Sejumlah pemuda telah membawa tangga untuk naik ke atap hotel, terdapat 8
sampai 10 pemuda. Dari atap ada yang naik ke tiang bendera dalam gemuruh
teriakan, lalu bagian biru bendera itu pun dirobek, dan jadilah kini Sang Merah
Putih yang berkibaran di angkasa.
Lalu yang menjadi pertanyaan adalah siapakah yang menjadi perobek bendera
tersebut? Dalam kondisi yang sangat kacau dan penuh massa, tentu tidak mudah
bagi para saksi sejarah untuk mengetahui secara pasti siapakah yang
melakukannya.
Penulis Buku Darmogandhul
Mungkin di antara karya-karya sastra kuno berbahasa Jawa, kitab Darmogandhul
adalah salah satu sastra Jawa yang sangat kontroversial. Selain isinya banyak
memutarbalikkan ajaran agama tertentu, juga kitab ini sarat dengan sejumlah
keganjilan-keganjilan sejarah sebenarnya.
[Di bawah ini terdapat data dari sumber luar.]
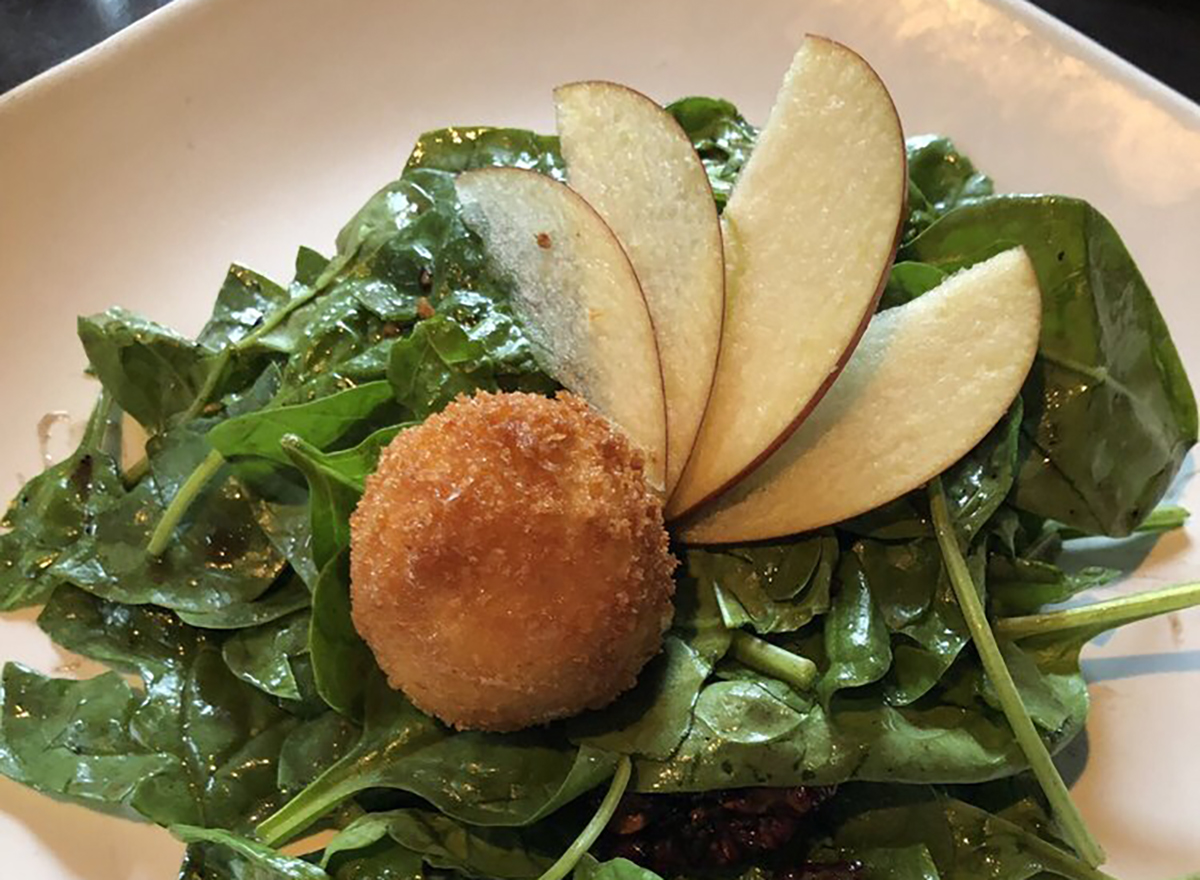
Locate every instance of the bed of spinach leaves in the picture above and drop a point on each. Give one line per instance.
(256, 712)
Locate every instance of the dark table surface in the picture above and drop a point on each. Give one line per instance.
(1159, 36)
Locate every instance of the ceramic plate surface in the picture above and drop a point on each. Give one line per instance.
(219, 131)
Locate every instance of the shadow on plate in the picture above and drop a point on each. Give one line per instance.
(90, 844)
(1110, 669)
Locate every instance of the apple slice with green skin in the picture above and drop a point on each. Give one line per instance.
(634, 163)
(929, 379)
(810, 232)
(576, 295)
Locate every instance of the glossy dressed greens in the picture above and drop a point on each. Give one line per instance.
(839, 657)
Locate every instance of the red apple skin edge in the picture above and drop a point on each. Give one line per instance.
(807, 409)
(720, 239)
(587, 205)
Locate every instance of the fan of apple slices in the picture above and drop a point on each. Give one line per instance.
(744, 353)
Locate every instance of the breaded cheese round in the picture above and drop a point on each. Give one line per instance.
(509, 562)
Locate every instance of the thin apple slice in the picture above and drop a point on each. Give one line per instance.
(810, 231)
(576, 295)
(929, 379)
(634, 163)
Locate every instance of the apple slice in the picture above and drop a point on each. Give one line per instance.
(929, 379)
(634, 163)
(576, 295)
(810, 231)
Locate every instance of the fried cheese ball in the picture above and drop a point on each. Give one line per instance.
(509, 563)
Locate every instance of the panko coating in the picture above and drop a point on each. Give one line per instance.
(509, 564)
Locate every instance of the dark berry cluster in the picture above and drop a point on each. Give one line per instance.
(718, 831)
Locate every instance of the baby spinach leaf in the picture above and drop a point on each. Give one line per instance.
(196, 746)
(287, 596)
(978, 484)
(312, 747)
(262, 656)
(942, 178)
(479, 778)
(773, 587)
(720, 135)
(354, 465)
(341, 662)
(243, 304)
(322, 423)
(72, 738)
(1019, 585)
(310, 265)
(436, 364)
(481, 147)
(249, 858)
(153, 372)
(882, 826)
(1109, 412)
(220, 557)
(917, 604)
(504, 854)
(857, 641)
(383, 861)
(55, 509)
(653, 718)
(333, 497)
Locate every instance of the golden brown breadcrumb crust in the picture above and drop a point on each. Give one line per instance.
(509, 562)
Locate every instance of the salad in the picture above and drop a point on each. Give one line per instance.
(850, 427)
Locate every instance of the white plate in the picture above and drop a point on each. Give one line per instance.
(219, 130)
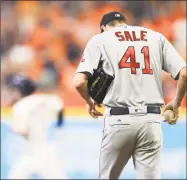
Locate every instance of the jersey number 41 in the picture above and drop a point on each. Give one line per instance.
(130, 53)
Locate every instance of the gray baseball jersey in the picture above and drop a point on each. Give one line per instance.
(136, 56)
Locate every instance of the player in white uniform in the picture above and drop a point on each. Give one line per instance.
(32, 115)
(136, 57)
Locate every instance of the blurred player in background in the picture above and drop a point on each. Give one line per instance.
(32, 115)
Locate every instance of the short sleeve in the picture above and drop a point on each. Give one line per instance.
(19, 122)
(172, 61)
(90, 57)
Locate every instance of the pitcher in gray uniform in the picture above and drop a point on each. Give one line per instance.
(136, 57)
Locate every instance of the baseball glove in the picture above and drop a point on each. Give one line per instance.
(99, 83)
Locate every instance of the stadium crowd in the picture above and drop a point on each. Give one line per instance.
(45, 39)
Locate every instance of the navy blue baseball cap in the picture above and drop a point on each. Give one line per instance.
(110, 17)
(23, 84)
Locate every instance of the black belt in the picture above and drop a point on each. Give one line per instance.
(125, 110)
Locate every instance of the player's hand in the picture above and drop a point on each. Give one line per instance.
(91, 106)
(173, 106)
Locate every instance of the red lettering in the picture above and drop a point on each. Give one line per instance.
(134, 36)
(128, 36)
(120, 36)
(142, 35)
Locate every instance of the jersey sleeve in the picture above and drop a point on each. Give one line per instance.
(172, 61)
(90, 57)
(20, 120)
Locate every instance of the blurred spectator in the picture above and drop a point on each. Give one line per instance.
(45, 39)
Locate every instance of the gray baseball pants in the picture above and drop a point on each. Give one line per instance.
(124, 136)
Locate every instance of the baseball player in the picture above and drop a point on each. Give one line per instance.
(32, 114)
(136, 57)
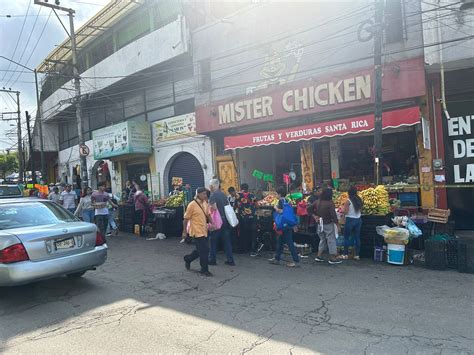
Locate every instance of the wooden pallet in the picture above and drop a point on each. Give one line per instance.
(438, 216)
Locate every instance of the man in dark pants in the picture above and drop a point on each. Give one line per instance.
(197, 215)
(219, 200)
(248, 226)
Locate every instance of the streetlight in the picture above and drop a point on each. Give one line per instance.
(40, 111)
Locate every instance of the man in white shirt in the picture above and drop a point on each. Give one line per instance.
(68, 199)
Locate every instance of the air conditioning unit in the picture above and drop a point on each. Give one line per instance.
(467, 4)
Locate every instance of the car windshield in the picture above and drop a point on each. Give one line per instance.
(29, 214)
(9, 191)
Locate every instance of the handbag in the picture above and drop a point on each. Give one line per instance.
(231, 216)
(216, 220)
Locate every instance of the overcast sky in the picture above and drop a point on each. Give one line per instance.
(29, 47)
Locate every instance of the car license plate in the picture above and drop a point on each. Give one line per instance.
(64, 243)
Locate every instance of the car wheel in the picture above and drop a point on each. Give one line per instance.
(76, 275)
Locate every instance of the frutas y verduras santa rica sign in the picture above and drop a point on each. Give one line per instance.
(460, 130)
(401, 80)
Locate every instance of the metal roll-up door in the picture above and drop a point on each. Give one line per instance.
(187, 167)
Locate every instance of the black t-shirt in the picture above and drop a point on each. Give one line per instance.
(220, 199)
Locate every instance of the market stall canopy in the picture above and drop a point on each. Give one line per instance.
(391, 119)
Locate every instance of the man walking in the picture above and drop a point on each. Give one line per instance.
(99, 200)
(219, 200)
(68, 199)
(197, 214)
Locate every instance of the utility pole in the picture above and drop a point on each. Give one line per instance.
(77, 83)
(40, 114)
(30, 144)
(378, 37)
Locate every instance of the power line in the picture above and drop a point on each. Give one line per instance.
(18, 40)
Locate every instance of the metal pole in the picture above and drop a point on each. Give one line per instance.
(77, 87)
(30, 145)
(40, 127)
(378, 88)
(20, 150)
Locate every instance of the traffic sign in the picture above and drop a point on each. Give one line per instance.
(84, 150)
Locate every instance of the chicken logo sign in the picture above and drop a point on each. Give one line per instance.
(280, 66)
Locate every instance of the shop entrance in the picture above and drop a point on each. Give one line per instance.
(136, 171)
(187, 167)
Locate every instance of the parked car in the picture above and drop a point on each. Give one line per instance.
(40, 240)
(10, 191)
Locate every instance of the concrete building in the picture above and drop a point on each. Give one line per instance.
(135, 69)
(448, 30)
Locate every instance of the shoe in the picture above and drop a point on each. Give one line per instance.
(187, 264)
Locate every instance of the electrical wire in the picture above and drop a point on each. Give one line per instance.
(18, 39)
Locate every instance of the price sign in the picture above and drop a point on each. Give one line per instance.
(84, 150)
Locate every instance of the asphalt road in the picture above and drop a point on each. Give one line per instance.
(144, 301)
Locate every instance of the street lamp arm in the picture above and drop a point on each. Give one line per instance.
(21, 65)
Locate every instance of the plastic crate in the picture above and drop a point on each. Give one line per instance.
(465, 256)
(452, 253)
(435, 254)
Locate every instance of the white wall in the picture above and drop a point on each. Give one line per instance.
(199, 146)
(152, 49)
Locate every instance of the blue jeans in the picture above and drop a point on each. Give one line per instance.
(88, 216)
(352, 228)
(111, 222)
(286, 238)
(214, 237)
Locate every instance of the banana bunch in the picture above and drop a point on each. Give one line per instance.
(376, 201)
(175, 200)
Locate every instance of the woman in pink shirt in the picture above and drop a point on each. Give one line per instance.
(141, 209)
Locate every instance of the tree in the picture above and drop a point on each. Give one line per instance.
(8, 164)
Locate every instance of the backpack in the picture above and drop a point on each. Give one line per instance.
(287, 218)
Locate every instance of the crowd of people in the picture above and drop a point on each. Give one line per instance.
(198, 224)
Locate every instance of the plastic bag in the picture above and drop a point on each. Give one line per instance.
(231, 216)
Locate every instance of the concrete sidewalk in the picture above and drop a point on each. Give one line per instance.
(143, 300)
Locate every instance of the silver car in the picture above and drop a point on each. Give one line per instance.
(40, 240)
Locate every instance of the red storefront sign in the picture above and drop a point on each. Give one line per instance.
(401, 80)
(391, 119)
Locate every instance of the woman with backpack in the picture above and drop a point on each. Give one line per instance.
(352, 209)
(326, 214)
(287, 232)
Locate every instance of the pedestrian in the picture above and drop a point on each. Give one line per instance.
(112, 205)
(141, 209)
(218, 200)
(325, 214)
(99, 201)
(197, 214)
(85, 208)
(54, 195)
(352, 212)
(232, 197)
(248, 225)
(287, 234)
(68, 199)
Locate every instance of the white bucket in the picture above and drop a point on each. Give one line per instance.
(396, 254)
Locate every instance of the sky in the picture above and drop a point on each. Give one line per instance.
(29, 47)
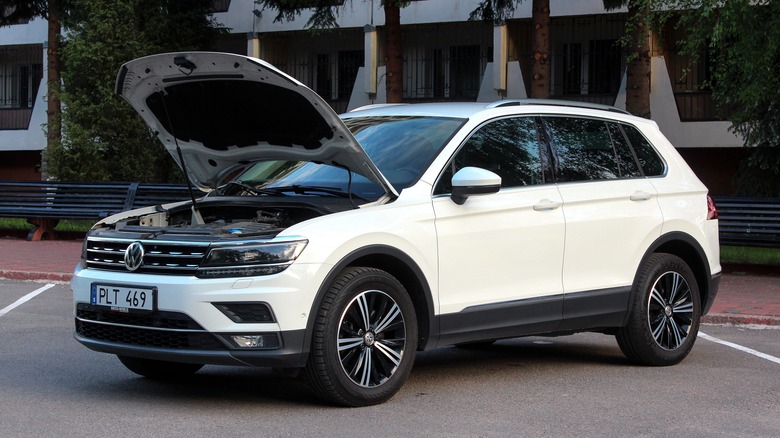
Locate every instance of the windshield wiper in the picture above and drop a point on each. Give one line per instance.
(302, 190)
(248, 188)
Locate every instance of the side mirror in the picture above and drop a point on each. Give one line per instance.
(472, 181)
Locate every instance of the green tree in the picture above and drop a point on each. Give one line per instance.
(103, 138)
(497, 11)
(52, 10)
(324, 16)
(742, 38)
(637, 43)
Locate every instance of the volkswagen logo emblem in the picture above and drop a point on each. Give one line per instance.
(134, 256)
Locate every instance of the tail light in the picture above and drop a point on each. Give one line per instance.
(712, 210)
Walaupun menggunakan latar belakang kisah runtuhnya Majapahit dan berdirinya
kerajaan Demak Bintara, namun kisah Darmogandhul mencuatkan hal-hal yang tidak
masuk akal pada zamannya. Hal ini didapati pada untaian kisah berikut:
… wadya Majapahit ambedili, dene wadya Giri pada pating jengkelang ora kelar
nadhahi tibaning mimis, …
Maksudnya: pasukanMajapahit menembak dengan senapan, sedangkan pasukan Giri
berguguran akibat tidak kuat menerima timah panas. Apakah zaman itu sudah
digunakan senjata api dalam berperang? Hal tersebut tidak mungkin sebab senjata
api baru dikenal sejak kedatangan bangsa Eropa ke bumi Nusantara. Darmogandhul
ditulis setelah kedatangan bangsa Eropa, bukan pada saat peralihan kekuasaan
dari Majapahit ke Demak Bintara.
Lalu siapakah sebenarnya penulis kitab ini? Sampai saat ini belum ada yang bisa
menunjukkan secara pasti siapakah pengarang kitab ’ngawur’ ini. Namun dari
sejumlah analisis tulisan dan latar belakang sejarah dalam kitab itu,
Darmogandhul ditulis pada masa penjajahan Belanda. Penulis Darmogandul bukan orang
yang tahu persis sebab-sebab keruntuhan Majapahit yakni Perang Paregreg yang
menghancurkan sistem politik dan kekuasaan Majapahit, juga hilangnya pengaruh
agama Hindu. Kitab Darmogandhul diduga hanya produk rekayasa sastra Jawa yang
dipergunakan untuk kepentingan penjajah Belanda.